Ask an Expert: A Psychiatrist’s Guide to Managing Phantom Limb Pain
Written by Dr Jose Belda for Doctify
Having pain in your leg is not a pleasant sensation and, somewhat paradoxically, can sometimes happen even in those who are missing a limb. This pain is no less real and can be traumatic. Luckily, there are ways to manage this discomfort.
Here to talk us through them is psychiatrist, Dr Jose Belda.
What is phantom limb pain?
The majority of individuals with an amputation (60 to 80%) experience phantom sensations in their amputated limb, and the majority of the sensations are painful (Pizzini 2013). The causes are multifactorial and the literature is somewhat controversial when it comes to epidemiology. A study carried out on amputee Vietnam veterans (Foote et el 2015) revealed that 76% had developed phantom pain.
There are physical factors which are associated with the development of phantom pain following an amputation such as preamputation pain and surgical deafferentation (the interruption or destruction of the connections of nerve cells conducting sensations from the limb to the brain) (Yin et al 2001).
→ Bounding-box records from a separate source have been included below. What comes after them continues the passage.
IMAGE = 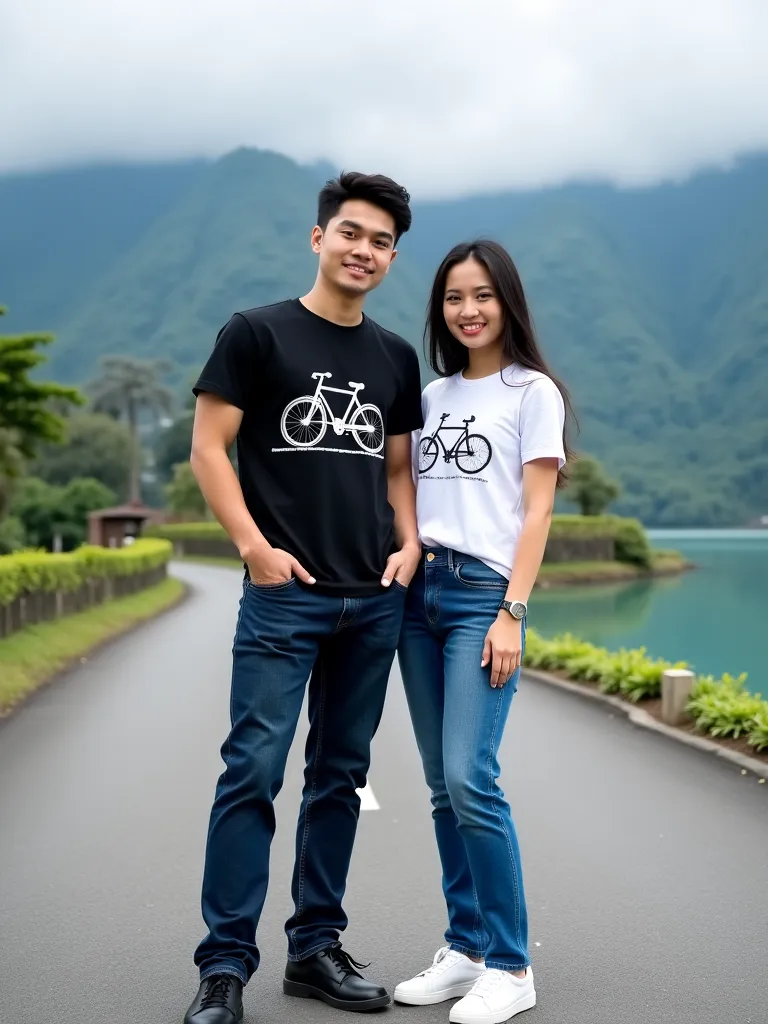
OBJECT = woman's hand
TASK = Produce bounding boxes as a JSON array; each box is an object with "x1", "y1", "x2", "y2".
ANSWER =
[{"x1": 480, "y1": 609, "x2": 522, "y2": 687}]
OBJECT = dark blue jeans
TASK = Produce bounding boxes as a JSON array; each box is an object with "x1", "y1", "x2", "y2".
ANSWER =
[
  {"x1": 398, "y1": 548, "x2": 529, "y2": 970},
  {"x1": 195, "y1": 581, "x2": 406, "y2": 982}
]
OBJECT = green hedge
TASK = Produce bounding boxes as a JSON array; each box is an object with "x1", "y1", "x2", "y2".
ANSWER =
[
  {"x1": 0, "y1": 539, "x2": 173, "y2": 605},
  {"x1": 523, "y1": 629, "x2": 768, "y2": 751}
]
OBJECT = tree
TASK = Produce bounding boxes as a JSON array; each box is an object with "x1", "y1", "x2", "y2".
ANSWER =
[
  {"x1": 566, "y1": 456, "x2": 622, "y2": 515},
  {"x1": 0, "y1": 306, "x2": 84, "y2": 459},
  {"x1": 86, "y1": 355, "x2": 173, "y2": 503},
  {"x1": 155, "y1": 411, "x2": 195, "y2": 480},
  {"x1": 0, "y1": 306, "x2": 84, "y2": 532},
  {"x1": 165, "y1": 462, "x2": 210, "y2": 519},
  {"x1": 30, "y1": 413, "x2": 133, "y2": 501},
  {"x1": 10, "y1": 476, "x2": 117, "y2": 551},
  {"x1": 0, "y1": 428, "x2": 24, "y2": 521}
]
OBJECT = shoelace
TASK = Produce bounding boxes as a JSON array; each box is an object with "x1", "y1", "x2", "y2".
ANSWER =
[
  {"x1": 322, "y1": 942, "x2": 371, "y2": 981},
  {"x1": 200, "y1": 974, "x2": 232, "y2": 1010},
  {"x1": 470, "y1": 968, "x2": 507, "y2": 995},
  {"x1": 419, "y1": 946, "x2": 462, "y2": 978}
]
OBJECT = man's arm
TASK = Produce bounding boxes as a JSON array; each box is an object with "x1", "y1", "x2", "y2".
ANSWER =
[
  {"x1": 189, "y1": 392, "x2": 314, "y2": 584},
  {"x1": 381, "y1": 434, "x2": 421, "y2": 587}
]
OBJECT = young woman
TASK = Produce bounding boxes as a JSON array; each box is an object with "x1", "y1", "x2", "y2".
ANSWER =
[{"x1": 394, "y1": 241, "x2": 568, "y2": 1024}]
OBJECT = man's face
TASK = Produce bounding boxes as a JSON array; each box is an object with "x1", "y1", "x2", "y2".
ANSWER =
[{"x1": 312, "y1": 199, "x2": 396, "y2": 295}]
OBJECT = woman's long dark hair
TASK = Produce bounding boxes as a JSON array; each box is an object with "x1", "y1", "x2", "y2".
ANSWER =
[{"x1": 424, "y1": 239, "x2": 575, "y2": 487}]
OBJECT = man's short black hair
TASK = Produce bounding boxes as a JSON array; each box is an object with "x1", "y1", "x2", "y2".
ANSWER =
[{"x1": 317, "y1": 171, "x2": 412, "y2": 245}]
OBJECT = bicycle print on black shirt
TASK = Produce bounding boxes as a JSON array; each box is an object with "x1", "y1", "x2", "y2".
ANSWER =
[{"x1": 272, "y1": 373, "x2": 384, "y2": 459}]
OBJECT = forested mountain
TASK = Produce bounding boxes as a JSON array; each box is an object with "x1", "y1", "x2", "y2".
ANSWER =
[{"x1": 0, "y1": 150, "x2": 768, "y2": 524}]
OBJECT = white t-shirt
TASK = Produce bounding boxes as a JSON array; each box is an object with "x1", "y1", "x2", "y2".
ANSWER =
[{"x1": 413, "y1": 365, "x2": 565, "y2": 579}]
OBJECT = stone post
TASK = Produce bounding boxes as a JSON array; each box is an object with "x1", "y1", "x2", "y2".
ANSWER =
[{"x1": 662, "y1": 669, "x2": 696, "y2": 725}]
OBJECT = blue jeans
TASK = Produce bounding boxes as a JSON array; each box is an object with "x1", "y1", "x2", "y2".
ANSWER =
[
  {"x1": 195, "y1": 581, "x2": 406, "y2": 983},
  {"x1": 398, "y1": 548, "x2": 529, "y2": 971}
]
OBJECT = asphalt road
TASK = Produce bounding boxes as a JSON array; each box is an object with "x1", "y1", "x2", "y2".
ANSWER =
[{"x1": 0, "y1": 565, "x2": 768, "y2": 1024}]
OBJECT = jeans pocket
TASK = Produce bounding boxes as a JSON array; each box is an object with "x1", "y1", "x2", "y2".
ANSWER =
[
  {"x1": 245, "y1": 577, "x2": 296, "y2": 591},
  {"x1": 454, "y1": 559, "x2": 508, "y2": 592}
]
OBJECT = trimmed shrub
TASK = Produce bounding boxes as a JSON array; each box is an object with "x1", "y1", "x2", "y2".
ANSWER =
[
  {"x1": 523, "y1": 629, "x2": 768, "y2": 751},
  {"x1": 0, "y1": 540, "x2": 173, "y2": 606}
]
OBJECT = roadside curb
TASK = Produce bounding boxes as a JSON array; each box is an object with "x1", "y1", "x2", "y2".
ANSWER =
[{"x1": 522, "y1": 666, "x2": 768, "y2": 780}]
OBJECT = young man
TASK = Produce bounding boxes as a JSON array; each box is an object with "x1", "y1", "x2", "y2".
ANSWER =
[{"x1": 185, "y1": 173, "x2": 422, "y2": 1024}]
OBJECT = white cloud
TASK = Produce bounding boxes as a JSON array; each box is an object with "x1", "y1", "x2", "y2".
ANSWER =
[{"x1": 0, "y1": 0, "x2": 768, "y2": 196}]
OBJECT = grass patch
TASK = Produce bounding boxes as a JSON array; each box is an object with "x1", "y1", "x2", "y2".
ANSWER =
[{"x1": 0, "y1": 577, "x2": 184, "y2": 717}]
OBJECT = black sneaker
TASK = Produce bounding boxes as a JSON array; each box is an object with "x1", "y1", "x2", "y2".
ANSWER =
[
  {"x1": 184, "y1": 974, "x2": 243, "y2": 1024},
  {"x1": 284, "y1": 942, "x2": 390, "y2": 1011}
]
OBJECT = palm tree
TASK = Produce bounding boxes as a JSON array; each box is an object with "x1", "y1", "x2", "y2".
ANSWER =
[{"x1": 86, "y1": 355, "x2": 173, "y2": 505}]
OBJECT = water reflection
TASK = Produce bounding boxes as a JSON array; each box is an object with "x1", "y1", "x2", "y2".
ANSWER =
[{"x1": 529, "y1": 530, "x2": 768, "y2": 693}]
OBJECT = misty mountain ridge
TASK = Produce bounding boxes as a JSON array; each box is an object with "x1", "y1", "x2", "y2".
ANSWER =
[{"x1": 0, "y1": 150, "x2": 768, "y2": 525}]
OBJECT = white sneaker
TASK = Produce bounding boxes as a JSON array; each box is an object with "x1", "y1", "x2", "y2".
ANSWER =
[
  {"x1": 394, "y1": 946, "x2": 485, "y2": 1007},
  {"x1": 449, "y1": 968, "x2": 536, "y2": 1024}
]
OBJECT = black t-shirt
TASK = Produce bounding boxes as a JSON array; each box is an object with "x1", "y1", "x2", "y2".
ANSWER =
[{"x1": 194, "y1": 299, "x2": 422, "y2": 597}]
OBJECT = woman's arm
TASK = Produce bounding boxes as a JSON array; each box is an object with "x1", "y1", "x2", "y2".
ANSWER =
[{"x1": 481, "y1": 459, "x2": 559, "y2": 686}]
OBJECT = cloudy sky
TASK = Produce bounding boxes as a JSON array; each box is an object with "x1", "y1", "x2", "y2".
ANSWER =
[{"x1": 0, "y1": 0, "x2": 768, "y2": 196}]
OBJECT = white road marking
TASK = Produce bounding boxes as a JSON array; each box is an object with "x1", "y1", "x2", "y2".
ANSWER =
[{"x1": 357, "y1": 783, "x2": 381, "y2": 811}]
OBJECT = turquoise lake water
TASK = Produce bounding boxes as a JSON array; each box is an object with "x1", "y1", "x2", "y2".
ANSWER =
[{"x1": 528, "y1": 530, "x2": 768, "y2": 695}]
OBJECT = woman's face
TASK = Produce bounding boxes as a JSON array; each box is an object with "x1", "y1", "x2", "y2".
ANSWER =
[{"x1": 442, "y1": 257, "x2": 504, "y2": 348}]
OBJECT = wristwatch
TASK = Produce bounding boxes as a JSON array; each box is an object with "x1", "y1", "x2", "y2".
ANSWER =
[{"x1": 499, "y1": 601, "x2": 528, "y2": 620}]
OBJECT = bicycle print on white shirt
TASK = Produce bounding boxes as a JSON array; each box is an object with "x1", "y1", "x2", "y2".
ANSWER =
[
  {"x1": 272, "y1": 373, "x2": 384, "y2": 459},
  {"x1": 419, "y1": 413, "x2": 494, "y2": 475}
]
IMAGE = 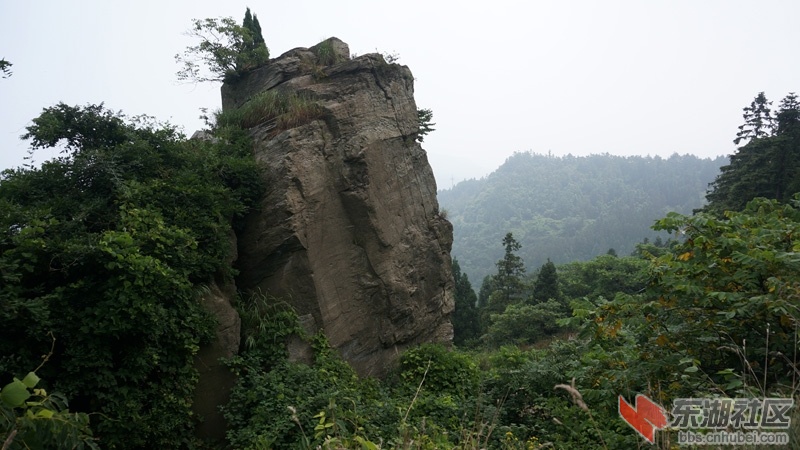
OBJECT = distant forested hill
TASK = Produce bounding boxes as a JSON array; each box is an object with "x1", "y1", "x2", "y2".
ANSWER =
[{"x1": 439, "y1": 152, "x2": 728, "y2": 285}]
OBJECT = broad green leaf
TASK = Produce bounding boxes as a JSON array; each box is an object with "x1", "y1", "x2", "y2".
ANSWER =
[
  {"x1": 22, "y1": 372, "x2": 39, "y2": 388},
  {"x1": 0, "y1": 378, "x2": 31, "y2": 408}
]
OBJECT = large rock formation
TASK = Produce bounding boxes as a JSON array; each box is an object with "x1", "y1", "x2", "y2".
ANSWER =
[{"x1": 228, "y1": 38, "x2": 453, "y2": 376}]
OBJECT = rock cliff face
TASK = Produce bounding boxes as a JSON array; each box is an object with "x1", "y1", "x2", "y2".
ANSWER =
[{"x1": 222, "y1": 38, "x2": 453, "y2": 376}]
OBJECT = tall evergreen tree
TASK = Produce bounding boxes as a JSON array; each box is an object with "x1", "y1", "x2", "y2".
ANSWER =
[
  {"x1": 451, "y1": 258, "x2": 480, "y2": 345},
  {"x1": 0, "y1": 59, "x2": 13, "y2": 78},
  {"x1": 703, "y1": 92, "x2": 800, "y2": 214},
  {"x1": 253, "y1": 14, "x2": 266, "y2": 45},
  {"x1": 495, "y1": 233, "x2": 525, "y2": 305},
  {"x1": 531, "y1": 258, "x2": 561, "y2": 304},
  {"x1": 733, "y1": 92, "x2": 775, "y2": 145},
  {"x1": 481, "y1": 233, "x2": 525, "y2": 331}
]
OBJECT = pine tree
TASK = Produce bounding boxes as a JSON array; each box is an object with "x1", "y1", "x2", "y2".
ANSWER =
[
  {"x1": 733, "y1": 92, "x2": 775, "y2": 145},
  {"x1": 450, "y1": 258, "x2": 480, "y2": 345},
  {"x1": 703, "y1": 92, "x2": 800, "y2": 214},
  {"x1": 253, "y1": 14, "x2": 266, "y2": 45},
  {"x1": 531, "y1": 258, "x2": 561, "y2": 304},
  {"x1": 495, "y1": 233, "x2": 525, "y2": 305}
]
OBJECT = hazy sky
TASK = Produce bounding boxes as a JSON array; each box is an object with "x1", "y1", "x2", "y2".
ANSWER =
[{"x1": 0, "y1": 0, "x2": 800, "y2": 188}]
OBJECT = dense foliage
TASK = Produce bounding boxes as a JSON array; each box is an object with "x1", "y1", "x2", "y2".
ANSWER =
[
  {"x1": 704, "y1": 92, "x2": 800, "y2": 215},
  {"x1": 439, "y1": 153, "x2": 727, "y2": 281},
  {"x1": 0, "y1": 104, "x2": 261, "y2": 448}
]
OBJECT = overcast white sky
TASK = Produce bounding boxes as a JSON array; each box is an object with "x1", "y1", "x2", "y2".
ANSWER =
[{"x1": 0, "y1": 0, "x2": 800, "y2": 188}]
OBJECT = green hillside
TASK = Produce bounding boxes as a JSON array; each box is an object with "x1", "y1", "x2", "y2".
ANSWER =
[{"x1": 439, "y1": 152, "x2": 728, "y2": 283}]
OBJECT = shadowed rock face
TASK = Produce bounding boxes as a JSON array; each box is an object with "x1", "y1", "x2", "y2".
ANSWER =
[{"x1": 228, "y1": 38, "x2": 453, "y2": 376}]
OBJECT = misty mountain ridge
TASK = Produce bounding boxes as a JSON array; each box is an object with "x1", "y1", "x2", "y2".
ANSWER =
[{"x1": 438, "y1": 152, "x2": 729, "y2": 285}]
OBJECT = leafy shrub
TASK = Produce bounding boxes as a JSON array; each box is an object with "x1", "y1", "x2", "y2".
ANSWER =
[
  {"x1": 0, "y1": 372, "x2": 99, "y2": 450},
  {"x1": 0, "y1": 104, "x2": 262, "y2": 448}
]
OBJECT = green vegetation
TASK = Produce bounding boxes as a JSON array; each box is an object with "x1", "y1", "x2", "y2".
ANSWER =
[
  {"x1": 0, "y1": 104, "x2": 262, "y2": 448},
  {"x1": 0, "y1": 14, "x2": 800, "y2": 450},
  {"x1": 216, "y1": 90, "x2": 325, "y2": 134},
  {"x1": 0, "y1": 366, "x2": 99, "y2": 450},
  {"x1": 438, "y1": 153, "x2": 727, "y2": 281},
  {"x1": 175, "y1": 8, "x2": 269, "y2": 82},
  {"x1": 0, "y1": 59, "x2": 13, "y2": 78},
  {"x1": 417, "y1": 108, "x2": 436, "y2": 142},
  {"x1": 704, "y1": 92, "x2": 800, "y2": 215}
]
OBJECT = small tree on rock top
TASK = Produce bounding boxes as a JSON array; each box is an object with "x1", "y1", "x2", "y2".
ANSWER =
[{"x1": 175, "y1": 8, "x2": 269, "y2": 82}]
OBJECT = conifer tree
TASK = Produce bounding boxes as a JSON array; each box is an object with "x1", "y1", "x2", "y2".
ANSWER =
[
  {"x1": 531, "y1": 258, "x2": 561, "y2": 304},
  {"x1": 733, "y1": 92, "x2": 775, "y2": 145},
  {"x1": 451, "y1": 258, "x2": 480, "y2": 345},
  {"x1": 703, "y1": 92, "x2": 800, "y2": 214}
]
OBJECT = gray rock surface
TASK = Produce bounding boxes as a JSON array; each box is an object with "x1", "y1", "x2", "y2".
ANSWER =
[{"x1": 228, "y1": 38, "x2": 453, "y2": 376}]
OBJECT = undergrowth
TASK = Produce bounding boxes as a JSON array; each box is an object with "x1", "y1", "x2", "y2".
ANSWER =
[{"x1": 216, "y1": 91, "x2": 325, "y2": 135}]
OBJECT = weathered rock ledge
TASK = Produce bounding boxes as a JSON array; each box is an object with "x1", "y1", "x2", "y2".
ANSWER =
[{"x1": 227, "y1": 38, "x2": 453, "y2": 376}]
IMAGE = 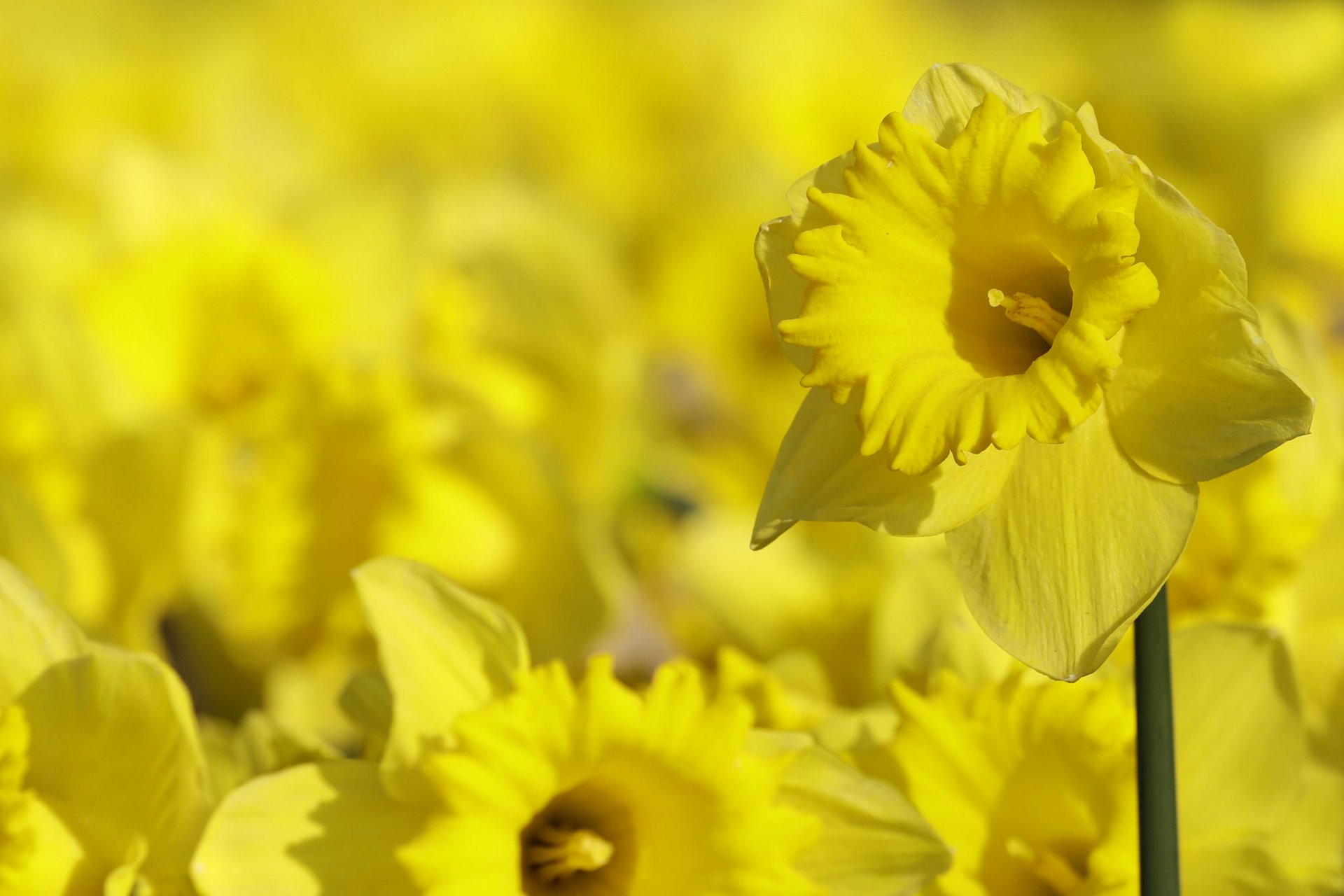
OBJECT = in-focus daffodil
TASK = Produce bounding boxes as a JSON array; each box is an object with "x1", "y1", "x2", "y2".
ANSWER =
[
  {"x1": 755, "y1": 66, "x2": 1312, "y2": 678},
  {"x1": 193, "y1": 560, "x2": 946, "y2": 896},
  {"x1": 859, "y1": 624, "x2": 1344, "y2": 896},
  {"x1": 0, "y1": 561, "x2": 211, "y2": 896}
]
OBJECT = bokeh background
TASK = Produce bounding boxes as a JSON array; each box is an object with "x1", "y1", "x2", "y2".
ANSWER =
[{"x1": 0, "y1": 0, "x2": 1344, "y2": 767}]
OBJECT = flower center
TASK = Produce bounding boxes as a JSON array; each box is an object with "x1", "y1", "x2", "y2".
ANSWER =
[
  {"x1": 523, "y1": 823, "x2": 615, "y2": 884},
  {"x1": 989, "y1": 289, "x2": 1068, "y2": 345},
  {"x1": 519, "y1": 780, "x2": 638, "y2": 896},
  {"x1": 778, "y1": 97, "x2": 1157, "y2": 475},
  {"x1": 1005, "y1": 837, "x2": 1086, "y2": 896}
]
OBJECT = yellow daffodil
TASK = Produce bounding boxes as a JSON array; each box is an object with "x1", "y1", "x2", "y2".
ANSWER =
[
  {"x1": 193, "y1": 560, "x2": 945, "y2": 896},
  {"x1": 1168, "y1": 299, "x2": 1344, "y2": 623},
  {"x1": 860, "y1": 624, "x2": 1344, "y2": 896},
  {"x1": 0, "y1": 561, "x2": 211, "y2": 896},
  {"x1": 755, "y1": 66, "x2": 1312, "y2": 678}
]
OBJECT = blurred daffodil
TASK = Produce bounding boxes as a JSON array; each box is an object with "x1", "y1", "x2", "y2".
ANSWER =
[
  {"x1": 0, "y1": 561, "x2": 211, "y2": 896},
  {"x1": 754, "y1": 66, "x2": 1312, "y2": 680},
  {"x1": 193, "y1": 560, "x2": 946, "y2": 896},
  {"x1": 862, "y1": 624, "x2": 1344, "y2": 896}
]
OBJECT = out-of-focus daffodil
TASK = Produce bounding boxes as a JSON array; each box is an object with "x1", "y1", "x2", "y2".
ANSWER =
[
  {"x1": 193, "y1": 560, "x2": 945, "y2": 896},
  {"x1": 755, "y1": 66, "x2": 1312, "y2": 678},
  {"x1": 0, "y1": 563, "x2": 211, "y2": 896},
  {"x1": 1168, "y1": 305, "x2": 1344, "y2": 626},
  {"x1": 860, "y1": 624, "x2": 1344, "y2": 896}
]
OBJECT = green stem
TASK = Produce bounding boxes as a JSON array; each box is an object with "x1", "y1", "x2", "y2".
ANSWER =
[{"x1": 1134, "y1": 584, "x2": 1180, "y2": 896}]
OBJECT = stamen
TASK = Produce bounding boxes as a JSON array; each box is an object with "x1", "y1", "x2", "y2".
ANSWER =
[
  {"x1": 989, "y1": 289, "x2": 1068, "y2": 345},
  {"x1": 1005, "y1": 837, "x2": 1086, "y2": 896},
  {"x1": 523, "y1": 823, "x2": 615, "y2": 884}
]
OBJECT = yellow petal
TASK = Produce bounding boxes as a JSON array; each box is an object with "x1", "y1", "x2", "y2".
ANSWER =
[
  {"x1": 948, "y1": 414, "x2": 1199, "y2": 680},
  {"x1": 19, "y1": 646, "x2": 210, "y2": 892},
  {"x1": 1180, "y1": 832, "x2": 1321, "y2": 896},
  {"x1": 355, "y1": 557, "x2": 529, "y2": 792},
  {"x1": 1105, "y1": 166, "x2": 1312, "y2": 482},
  {"x1": 752, "y1": 732, "x2": 951, "y2": 896},
  {"x1": 1172, "y1": 624, "x2": 1306, "y2": 848},
  {"x1": 755, "y1": 152, "x2": 853, "y2": 373},
  {"x1": 0, "y1": 560, "x2": 86, "y2": 706},
  {"x1": 751, "y1": 388, "x2": 1015, "y2": 548},
  {"x1": 191, "y1": 762, "x2": 425, "y2": 896}
]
There has been postulated that certain parts of the brain in the high cortex (Anterior Cingulate Cortex and Insular Cortex) are instrumental to the development of the phantom sensation and pain.
The mechanism is that following the amputation there is an enhanced excitability of the pain processing cortical neurones. These areas also influence emotion, decision-making and cognition (Koga et al 2016). This supports a close relation between phantom pain and mental health. The development of a neuroma in the residual limb is likely to cause neuropathic pain (Bucobheit et al 2016) but this seems to be a different type of pain even if the distress caused by it is similar.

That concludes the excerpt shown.